Сил, чтобы встать на ноги, не было.
Дверь поддалась легко. Павел выполз, закрыл её.
Полз по твёрдому снежному насту. Не мёрз, чувствовал себя так, словно лежит на горячей печи.
На улице было безлюдно. Где-то далеко гавкали собаки.
Обогнув сарай, Павел не останавливался.
Вот уже наезженная дорога была рядом. Пополз вдоль обочины. Собачий лай стал слышнее.
Павел оглянулся. На него бежали три овчарки.
— Шнеле, шнеле! — орал во всё горло немец.
Павел остался на четвереньках, опустил голову и обхватил её руками.
Вот уже собачий лай был прямо над его ухом.
— Шнеле, шнеле! — немец не успокаивался.
Павел почувствовал, как собачий нос уткнулся в его шею, и замер.
Собаки остановились и стали его обнюхивать.
Лай прекратился.
Та собака, что утыкалась в шею приветливо лизнула кожу.
Павел боялся даже дышать.
Немец схватил его за плечо и перевернул на спину.
Их взгляды встретились. Собаки лезли в лицо и облизывали лоб, щёки, губы. Виляли хвостами.

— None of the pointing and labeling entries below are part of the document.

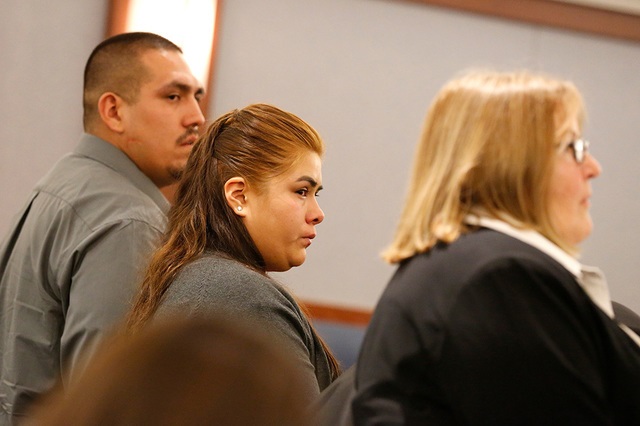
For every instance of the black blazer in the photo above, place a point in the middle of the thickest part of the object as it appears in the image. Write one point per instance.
(491, 331)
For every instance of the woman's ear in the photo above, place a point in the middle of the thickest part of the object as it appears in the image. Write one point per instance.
(109, 106)
(234, 191)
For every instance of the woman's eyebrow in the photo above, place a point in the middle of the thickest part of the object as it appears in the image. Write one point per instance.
(309, 179)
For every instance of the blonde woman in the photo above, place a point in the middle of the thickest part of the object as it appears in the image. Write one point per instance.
(490, 319)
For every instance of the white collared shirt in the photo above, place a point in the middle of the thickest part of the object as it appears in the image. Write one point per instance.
(590, 278)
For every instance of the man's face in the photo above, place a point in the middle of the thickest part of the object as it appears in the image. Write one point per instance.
(161, 125)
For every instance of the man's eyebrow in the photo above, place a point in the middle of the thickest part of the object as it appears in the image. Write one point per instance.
(311, 181)
(184, 88)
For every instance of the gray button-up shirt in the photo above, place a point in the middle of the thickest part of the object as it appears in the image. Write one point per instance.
(70, 265)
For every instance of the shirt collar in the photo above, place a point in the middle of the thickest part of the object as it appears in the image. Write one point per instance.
(590, 278)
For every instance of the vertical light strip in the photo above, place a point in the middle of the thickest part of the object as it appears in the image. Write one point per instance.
(188, 23)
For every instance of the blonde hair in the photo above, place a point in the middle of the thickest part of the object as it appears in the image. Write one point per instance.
(487, 145)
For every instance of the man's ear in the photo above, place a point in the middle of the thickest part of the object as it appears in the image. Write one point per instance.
(109, 106)
(235, 193)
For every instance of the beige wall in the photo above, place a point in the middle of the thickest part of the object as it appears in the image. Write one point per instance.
(363, 73)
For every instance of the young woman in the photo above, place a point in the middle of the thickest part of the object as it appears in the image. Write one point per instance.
(246, 205)
(490, 319)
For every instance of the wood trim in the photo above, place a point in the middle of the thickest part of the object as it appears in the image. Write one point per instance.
(117, 17)
(551, 13)
(117, 23)
(349, 316)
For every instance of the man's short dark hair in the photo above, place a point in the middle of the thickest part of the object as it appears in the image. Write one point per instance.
(115, 66)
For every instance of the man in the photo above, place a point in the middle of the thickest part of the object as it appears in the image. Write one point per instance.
(70, 263)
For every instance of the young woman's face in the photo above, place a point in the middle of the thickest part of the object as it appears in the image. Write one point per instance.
(570, 190)
(282, 218)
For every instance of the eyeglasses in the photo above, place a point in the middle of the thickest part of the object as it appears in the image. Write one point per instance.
(580, 148)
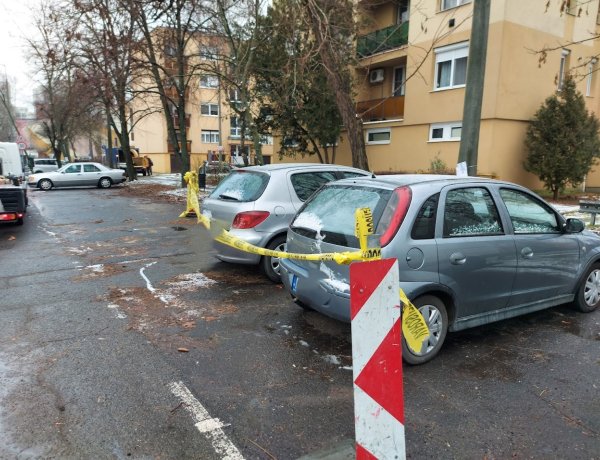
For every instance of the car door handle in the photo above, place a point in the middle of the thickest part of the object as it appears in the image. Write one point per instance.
(458, 258)
(527, 252)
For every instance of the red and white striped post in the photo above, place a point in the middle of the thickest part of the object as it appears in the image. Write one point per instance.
(377, 360)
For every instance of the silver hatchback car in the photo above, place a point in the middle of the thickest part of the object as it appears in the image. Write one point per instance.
(470, 251)
(257, 204)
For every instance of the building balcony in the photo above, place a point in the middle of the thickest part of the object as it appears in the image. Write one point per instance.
(381, 109)
(178, 125)
(171, 92)
(382, 40)
(172, 150)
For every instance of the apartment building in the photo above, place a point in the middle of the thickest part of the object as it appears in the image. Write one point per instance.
(411, 74)
(212, 127)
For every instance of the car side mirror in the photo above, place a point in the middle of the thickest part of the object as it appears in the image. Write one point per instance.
(574, 226)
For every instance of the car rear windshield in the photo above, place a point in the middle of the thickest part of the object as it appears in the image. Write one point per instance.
(330, 214)
(241, 186)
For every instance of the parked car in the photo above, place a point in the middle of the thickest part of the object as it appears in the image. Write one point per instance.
(257, 204)
(41, 165)
(78, 174)
(470, 251)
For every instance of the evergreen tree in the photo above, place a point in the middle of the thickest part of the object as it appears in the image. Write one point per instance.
(562, 140)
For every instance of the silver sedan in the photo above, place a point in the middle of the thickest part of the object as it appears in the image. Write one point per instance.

— Фас! — заорал кто-то вдалеке. — Фас!
Но собаки не реагировали.
— Что с ними сегодня? — русская речь была отрывистой. — Накормили их кормом с любовью к пленным? Это какой по счёту? Третий?
— Драй, — кивнул немец. — Плохой собака, глюпый собака. Убить!
— Да погоди ты, жрать нечего будет, тогда и убьём. Других веди. Откуда этот взялся?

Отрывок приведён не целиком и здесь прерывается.